Adaptive and Optimized Scheduling Mechanism for Heterogeneous Wireless Networks Using an Explicit Flag Based Reinjection Approach

The use of mobile devices with multiple interfaces has transformed communication by enabling simultaneous data transfers. This capability has driven the adoption of the Multipath Transmission Control Protocol (MPTCP), which leverages multiple interfaces to transmit data concurrently over different paths, improving overall connectivity. However, several factors affect MPTCP performance, including fluctuations in sub-flows, out-of-order (OOO) packet delivery, and inefficiencies in retransmitting lost packets. Addressing these challenges is crucial for enhancing MPTCP efficiency. Optimizing retransmission strategies can improve both throughput and reliability while mitigating sub-flow irregularities ensuring stable communication. Although various methodologies have been proposed, most existing approaches primarily focus on packet scheduling, with limited emphasis on lost packet retransmission as a distinct issue. This work highlights the importance of retransmission alongside scheduling mechanisms. The proposed approach consists of three key modules, identification of packets requiring retransmission, selection of the optimal path, and transmission of these packets through an active and available route. To achieve this, our methodology marks lost packets with a retransmission flag and efficiently routes them through the selected path, enhancing MPTCP and minimizing delays in data delivery.

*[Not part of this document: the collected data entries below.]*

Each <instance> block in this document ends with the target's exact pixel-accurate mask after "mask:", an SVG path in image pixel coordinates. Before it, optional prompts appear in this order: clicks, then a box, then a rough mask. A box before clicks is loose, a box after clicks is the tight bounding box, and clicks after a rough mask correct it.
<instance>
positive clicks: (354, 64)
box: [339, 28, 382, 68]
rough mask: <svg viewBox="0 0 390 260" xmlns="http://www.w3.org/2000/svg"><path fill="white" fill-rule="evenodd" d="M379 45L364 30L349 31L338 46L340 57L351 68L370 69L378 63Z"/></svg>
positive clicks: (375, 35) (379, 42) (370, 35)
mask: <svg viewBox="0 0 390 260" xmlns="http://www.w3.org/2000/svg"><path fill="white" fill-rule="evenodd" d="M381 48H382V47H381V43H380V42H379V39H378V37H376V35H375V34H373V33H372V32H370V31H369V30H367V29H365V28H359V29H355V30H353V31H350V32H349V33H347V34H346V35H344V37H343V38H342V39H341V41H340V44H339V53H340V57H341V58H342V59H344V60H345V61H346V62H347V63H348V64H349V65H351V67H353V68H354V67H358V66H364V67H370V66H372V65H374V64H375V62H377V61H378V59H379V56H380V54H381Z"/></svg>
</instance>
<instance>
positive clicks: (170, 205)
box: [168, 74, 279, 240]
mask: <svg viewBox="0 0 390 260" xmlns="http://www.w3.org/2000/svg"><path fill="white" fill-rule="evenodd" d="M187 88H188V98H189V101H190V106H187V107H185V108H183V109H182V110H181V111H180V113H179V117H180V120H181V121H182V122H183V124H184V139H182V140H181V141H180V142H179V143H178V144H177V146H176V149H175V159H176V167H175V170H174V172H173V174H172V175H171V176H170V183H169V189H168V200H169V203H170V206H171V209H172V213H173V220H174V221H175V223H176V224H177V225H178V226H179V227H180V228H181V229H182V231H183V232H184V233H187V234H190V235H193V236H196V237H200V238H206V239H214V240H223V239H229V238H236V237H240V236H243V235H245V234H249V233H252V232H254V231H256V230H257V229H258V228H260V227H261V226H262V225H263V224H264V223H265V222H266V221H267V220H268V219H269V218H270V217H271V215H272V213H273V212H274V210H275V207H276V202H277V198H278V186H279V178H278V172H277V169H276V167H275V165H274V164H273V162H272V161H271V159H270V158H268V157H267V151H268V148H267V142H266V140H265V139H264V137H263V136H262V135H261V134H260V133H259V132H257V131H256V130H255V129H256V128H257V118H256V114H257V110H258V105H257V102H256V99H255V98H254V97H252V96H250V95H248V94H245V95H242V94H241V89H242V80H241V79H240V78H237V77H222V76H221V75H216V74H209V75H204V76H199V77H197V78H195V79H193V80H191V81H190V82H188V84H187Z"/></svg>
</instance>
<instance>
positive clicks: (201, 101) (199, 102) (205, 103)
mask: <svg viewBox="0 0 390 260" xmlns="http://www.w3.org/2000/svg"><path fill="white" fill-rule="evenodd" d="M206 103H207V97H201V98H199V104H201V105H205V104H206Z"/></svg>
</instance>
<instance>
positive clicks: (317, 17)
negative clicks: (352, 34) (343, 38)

The proposed scheme was implemented in NS-3.4 and evaluated using delay-sensitive applications. The results demonstrate that our methodology significantly outperforms existing approaches, making it a promising solution for improving MPTCP performance. Specifically, FBMPTCP-CWND and FBMPTCP-SSTHRESH achieve superior performance over the existing methodology by increasing throughput by 5%, reducing jitter by 13%, lowering packet retransmissions by 33%, and decreasing delay by 8%.